If your going to carry a load in the trunk or have passengers in the back seat install air shocks while your at it. I put in jamco 2 inch drop springs and will bottom out if I'm not careful and that's by myself. The rear jamco springs were 5 inches shorter than my springs I took out. You can not lift the car by the frame or they will fall out of the seats.
Damian, check the recent post on fitting air bags. You can find it under Help or scroll down in the Dashboard.
Air bags are a much better choice.
I would like to add that I really like the look and stance of my car dropped two inches. I replaced the rubber spring insulators at the same time as the rest of the suspension and i have a very quiet and silky ride. I will also be adding some spring keepers of my design at some point. I just haven't got around to it. You could also go the inner spring air bag route instead of the air shocks. I havent made up my mind what I want as yet. I just wanted you to know the pros and cons. Air bags are ten times more money than springs and two weeks work compared to 4 hours for springs.
Treebeard; "we never say anything unless it is worth taking a long time to say"
Same goes with repairing and modifying a 63/64 Cadillac:
It's not worth doing anything unless it takes a long time and costs a lot of money.
(Treebeard is a character in the book "Two Towers" by JRR Tolkien)
Spring keepers help stop spring takers from removing them.
Spring takers, live in a place called Springfield where they plant them to grow other springs. Acres and acres of springs growing in the sunshine
Every year, when the springs are ready to be picked and taken to market, it always occurs during the same time frame. Its called spring. Never pick a spring during, summer winter or autumn, only spring.
Here endth thy lesson on springs.
I have to correct kevin, if you want 2 inch drop springs you need to get them in the winter. The growing season is much shorter.
Okay, I see the link and its pointed to some things to hold the springs in place. Wish it could be holding the spring longer but I guess summer has to arrive sometimes...
Anyways, the design of the suspension on our cars doesn't really need anything to keep the coil-springs in position. There are some rubbers to avoid metal friction but that rubber should be replaced when replacing the springs anyways.

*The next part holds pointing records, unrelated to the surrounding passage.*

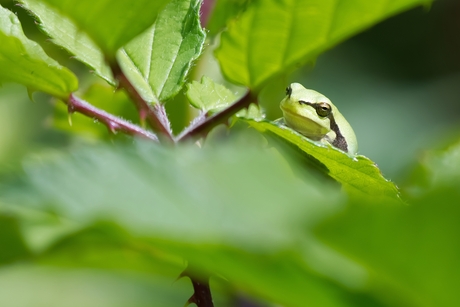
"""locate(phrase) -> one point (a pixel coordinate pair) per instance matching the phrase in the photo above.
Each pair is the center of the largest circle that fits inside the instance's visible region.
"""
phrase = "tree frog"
(313, 115)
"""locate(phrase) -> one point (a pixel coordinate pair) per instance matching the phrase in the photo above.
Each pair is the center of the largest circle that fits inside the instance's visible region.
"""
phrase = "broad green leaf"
(24, 61)
(412, 252)
(240, 206)
(110, 24)
(28, 285)
(12, 244)
(436, 168)
(65, 33)
(272, 36)
(209, 96)
(225, 175)
(102, 97)
(359, 176)
(222, 12)
(158, 61)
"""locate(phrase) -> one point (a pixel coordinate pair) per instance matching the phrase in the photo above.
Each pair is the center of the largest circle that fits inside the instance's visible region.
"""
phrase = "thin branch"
(154, 115)
(201, 128)
(202, 293)
(112, 122)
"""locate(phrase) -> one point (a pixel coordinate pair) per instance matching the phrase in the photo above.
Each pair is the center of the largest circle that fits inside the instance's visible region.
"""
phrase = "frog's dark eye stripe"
(323, 109)
(288, 91)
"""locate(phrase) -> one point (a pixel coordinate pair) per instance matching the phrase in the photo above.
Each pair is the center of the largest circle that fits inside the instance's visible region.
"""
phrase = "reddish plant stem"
(201, 128)
(112, 122)
(154, 115)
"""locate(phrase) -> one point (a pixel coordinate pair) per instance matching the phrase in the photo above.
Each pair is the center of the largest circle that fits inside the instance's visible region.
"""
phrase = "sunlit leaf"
(158, 61)
(24, 61)
(222, 12)
(209, 96)
(65, 33)
(359, 176)
(110, 24)
(273, 36)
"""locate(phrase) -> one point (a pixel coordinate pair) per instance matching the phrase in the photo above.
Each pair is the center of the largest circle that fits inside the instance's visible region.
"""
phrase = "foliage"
(267, 214)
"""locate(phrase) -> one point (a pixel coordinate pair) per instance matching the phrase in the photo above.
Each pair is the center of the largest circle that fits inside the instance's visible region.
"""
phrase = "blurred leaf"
(24, 61)
(291, 279)
(100, 96)
(359, 176)
(149, 178)
(158, 61)
(209, 96)
(108, 246)
(436, 168)
(412, 251)
(32, 286)
(65, 33)
(12, 247)
(223, 12)
(273, 36)
(110, 24)
(230, 198)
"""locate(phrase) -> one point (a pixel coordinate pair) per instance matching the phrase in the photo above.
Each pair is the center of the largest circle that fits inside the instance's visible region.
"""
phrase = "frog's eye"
(323, 109)
(288, 91)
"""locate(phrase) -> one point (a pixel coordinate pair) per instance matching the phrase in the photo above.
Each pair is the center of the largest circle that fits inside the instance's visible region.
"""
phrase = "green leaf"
(152, 173)
(436, 168)
(272, 37)
(238, 205)
(158, 61)
(28, 285)
(209, 96)
(224, 11)
(110, 24)
(359, 176)
(24, 61)
(65, 33)
(412, 252)
(12, 244)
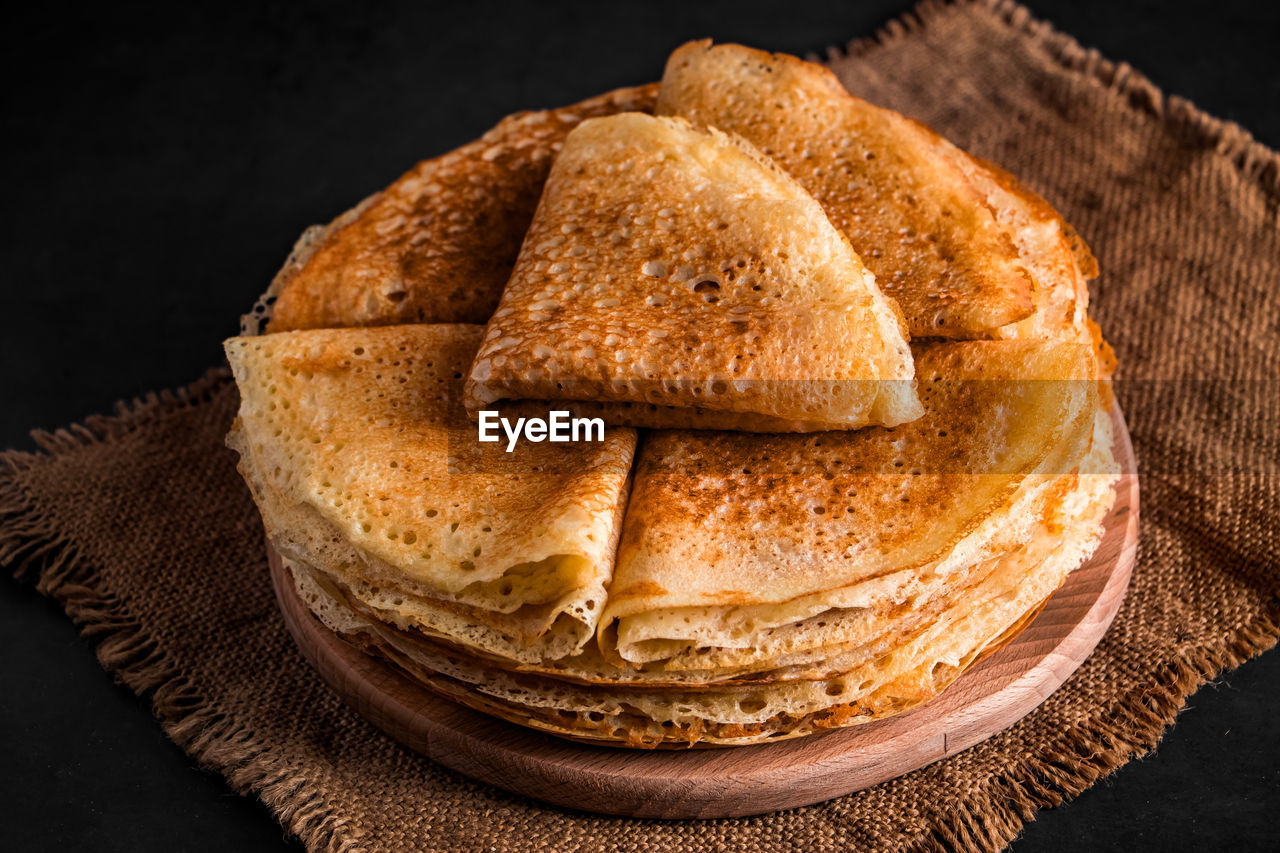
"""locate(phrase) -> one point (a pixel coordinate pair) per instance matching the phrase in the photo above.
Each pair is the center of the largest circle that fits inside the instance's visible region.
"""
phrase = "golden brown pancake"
(900, 192)
(438, 245)
(365, 465)
(680, 269)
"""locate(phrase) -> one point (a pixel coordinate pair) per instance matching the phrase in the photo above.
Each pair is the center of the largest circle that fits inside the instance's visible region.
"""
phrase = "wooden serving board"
(744, 780)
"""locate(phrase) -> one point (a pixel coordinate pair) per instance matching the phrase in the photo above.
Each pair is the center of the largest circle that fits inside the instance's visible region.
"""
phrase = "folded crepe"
(965, 250)
(728, 537)
(438, 245)
(675, 277)
(366, 470)
(769, 587)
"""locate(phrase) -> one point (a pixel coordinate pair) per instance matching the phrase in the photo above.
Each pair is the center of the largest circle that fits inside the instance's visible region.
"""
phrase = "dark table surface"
(159, 165)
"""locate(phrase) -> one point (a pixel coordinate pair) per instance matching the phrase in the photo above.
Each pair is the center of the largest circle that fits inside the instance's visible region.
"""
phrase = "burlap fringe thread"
(987, 820)
(123, 646)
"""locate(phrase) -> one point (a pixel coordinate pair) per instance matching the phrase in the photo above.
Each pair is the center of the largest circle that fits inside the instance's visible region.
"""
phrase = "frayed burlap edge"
(988, 819)
(32, 547)
(995, 813)
(1255, 160)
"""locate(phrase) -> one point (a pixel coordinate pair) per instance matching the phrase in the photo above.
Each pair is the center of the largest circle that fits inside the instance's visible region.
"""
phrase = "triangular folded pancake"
(923, 215)
(366, 468)
(672, 272)
(438, 245)
(743, 542)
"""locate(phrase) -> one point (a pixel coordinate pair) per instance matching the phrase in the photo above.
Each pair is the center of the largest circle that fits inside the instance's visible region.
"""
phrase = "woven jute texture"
(138, 524)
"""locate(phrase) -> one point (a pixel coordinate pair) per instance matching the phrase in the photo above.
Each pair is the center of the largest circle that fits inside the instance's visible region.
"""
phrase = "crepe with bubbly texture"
(437, 245)
(365, 466)
(965, 250)
(737, 542)
(1005, 483)
(901, 666)
(671, 269)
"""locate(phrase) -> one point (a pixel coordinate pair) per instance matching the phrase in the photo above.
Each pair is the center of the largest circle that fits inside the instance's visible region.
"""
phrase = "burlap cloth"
(141, 528)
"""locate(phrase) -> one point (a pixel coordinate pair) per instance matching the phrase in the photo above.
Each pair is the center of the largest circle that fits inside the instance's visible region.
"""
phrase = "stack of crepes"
(796, 520)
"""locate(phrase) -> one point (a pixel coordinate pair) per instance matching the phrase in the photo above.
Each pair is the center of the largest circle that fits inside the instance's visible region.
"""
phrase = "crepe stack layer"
(690, 585)
(364, 468)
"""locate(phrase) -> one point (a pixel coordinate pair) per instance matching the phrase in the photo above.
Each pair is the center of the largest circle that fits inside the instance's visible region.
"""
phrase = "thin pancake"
(364, 463)
(438, 245)
(897, 675)
(680, 268)
(897, 190)
(709, 556)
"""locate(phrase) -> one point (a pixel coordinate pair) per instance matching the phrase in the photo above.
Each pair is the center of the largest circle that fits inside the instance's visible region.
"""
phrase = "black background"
(159, 163)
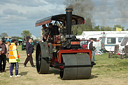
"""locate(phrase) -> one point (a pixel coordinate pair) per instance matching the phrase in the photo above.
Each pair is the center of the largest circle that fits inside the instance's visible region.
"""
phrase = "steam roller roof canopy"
(61, 18)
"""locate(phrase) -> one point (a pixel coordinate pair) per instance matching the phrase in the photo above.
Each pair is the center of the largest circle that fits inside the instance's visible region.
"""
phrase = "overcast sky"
(19, 15)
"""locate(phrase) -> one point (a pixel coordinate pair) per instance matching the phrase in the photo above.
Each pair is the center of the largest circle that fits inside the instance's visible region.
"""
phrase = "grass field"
(108, 71)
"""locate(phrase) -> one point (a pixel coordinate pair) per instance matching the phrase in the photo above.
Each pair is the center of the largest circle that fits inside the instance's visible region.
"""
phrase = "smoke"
(122, 9)
(103, 12)
(82, 8)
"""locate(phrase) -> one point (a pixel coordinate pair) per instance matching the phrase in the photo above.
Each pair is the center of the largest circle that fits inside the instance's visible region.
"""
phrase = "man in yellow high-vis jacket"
(13, 58)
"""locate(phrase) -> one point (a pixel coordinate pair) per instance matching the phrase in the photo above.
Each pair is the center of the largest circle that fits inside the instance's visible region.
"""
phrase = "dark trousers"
(12, 67)
(2, 60)
(29, 58)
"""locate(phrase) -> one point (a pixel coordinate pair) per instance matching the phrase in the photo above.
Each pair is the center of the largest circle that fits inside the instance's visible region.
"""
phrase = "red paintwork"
(73, 51)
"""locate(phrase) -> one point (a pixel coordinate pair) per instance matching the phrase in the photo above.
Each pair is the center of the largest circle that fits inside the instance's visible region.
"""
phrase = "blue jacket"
(29, 48)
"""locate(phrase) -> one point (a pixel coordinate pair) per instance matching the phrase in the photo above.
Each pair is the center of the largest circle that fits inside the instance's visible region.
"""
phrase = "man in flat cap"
(13, 58)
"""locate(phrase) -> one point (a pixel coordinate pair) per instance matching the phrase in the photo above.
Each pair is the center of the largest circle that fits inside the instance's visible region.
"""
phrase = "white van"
(111, 40)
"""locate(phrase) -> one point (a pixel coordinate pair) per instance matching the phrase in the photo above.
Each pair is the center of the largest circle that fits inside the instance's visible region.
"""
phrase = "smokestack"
(69, 20)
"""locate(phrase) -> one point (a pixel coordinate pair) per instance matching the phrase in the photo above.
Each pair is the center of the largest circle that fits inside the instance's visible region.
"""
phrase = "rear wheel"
(41, 64)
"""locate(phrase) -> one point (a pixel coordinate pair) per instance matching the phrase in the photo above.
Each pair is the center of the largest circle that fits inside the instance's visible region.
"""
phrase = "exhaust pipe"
(69, 20)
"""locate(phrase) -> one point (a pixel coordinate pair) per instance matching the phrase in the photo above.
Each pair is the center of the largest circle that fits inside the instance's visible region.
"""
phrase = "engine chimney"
(69, 20)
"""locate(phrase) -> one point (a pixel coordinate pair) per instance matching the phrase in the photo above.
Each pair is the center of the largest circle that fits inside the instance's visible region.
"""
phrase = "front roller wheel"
(77, 66)
(41, 64)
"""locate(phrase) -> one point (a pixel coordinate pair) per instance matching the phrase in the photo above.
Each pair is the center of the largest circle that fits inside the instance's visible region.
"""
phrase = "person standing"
(7, 47)
(29, 51)
(13, 58)
(44, 32)
(91, 46)
(2, 56)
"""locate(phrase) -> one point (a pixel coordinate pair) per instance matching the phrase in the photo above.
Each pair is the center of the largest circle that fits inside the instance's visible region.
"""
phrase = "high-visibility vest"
(12, 58)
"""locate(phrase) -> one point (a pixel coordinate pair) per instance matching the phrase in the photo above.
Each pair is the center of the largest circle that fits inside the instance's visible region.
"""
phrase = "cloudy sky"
(19, 15)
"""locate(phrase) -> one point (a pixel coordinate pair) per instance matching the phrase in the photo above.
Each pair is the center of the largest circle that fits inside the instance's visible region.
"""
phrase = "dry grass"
(108, 71)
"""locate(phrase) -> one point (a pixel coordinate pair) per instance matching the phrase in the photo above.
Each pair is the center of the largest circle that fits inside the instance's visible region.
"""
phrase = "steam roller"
(63, 50)
(76, 66)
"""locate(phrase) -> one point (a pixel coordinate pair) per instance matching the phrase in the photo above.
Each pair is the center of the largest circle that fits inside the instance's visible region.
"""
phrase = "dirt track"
(31, 77)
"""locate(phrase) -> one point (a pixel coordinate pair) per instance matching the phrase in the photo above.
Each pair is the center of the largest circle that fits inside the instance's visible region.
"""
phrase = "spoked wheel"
(41, 64)
(77, 66)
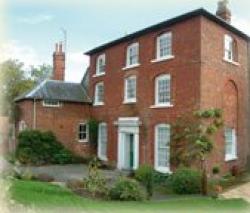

So why would you need "spring keepers" (not the fantasy stuff Kevin dreams of)? And how would you fit these "keepers" on the control links and suspension bars?
Because the lower springs are so much shorter, when you jack the car up under the body, the springs can topple to the side a bit and then when lowered again, the spring isn't sitting correctly.
A good example, would be using the bumper jack for a flat tyre. The car is on an angle, the spring moves and its a problem.
I've just left the standard coils in mine and its dropped maybe 3/4 of an inch over the last 53 years anyway.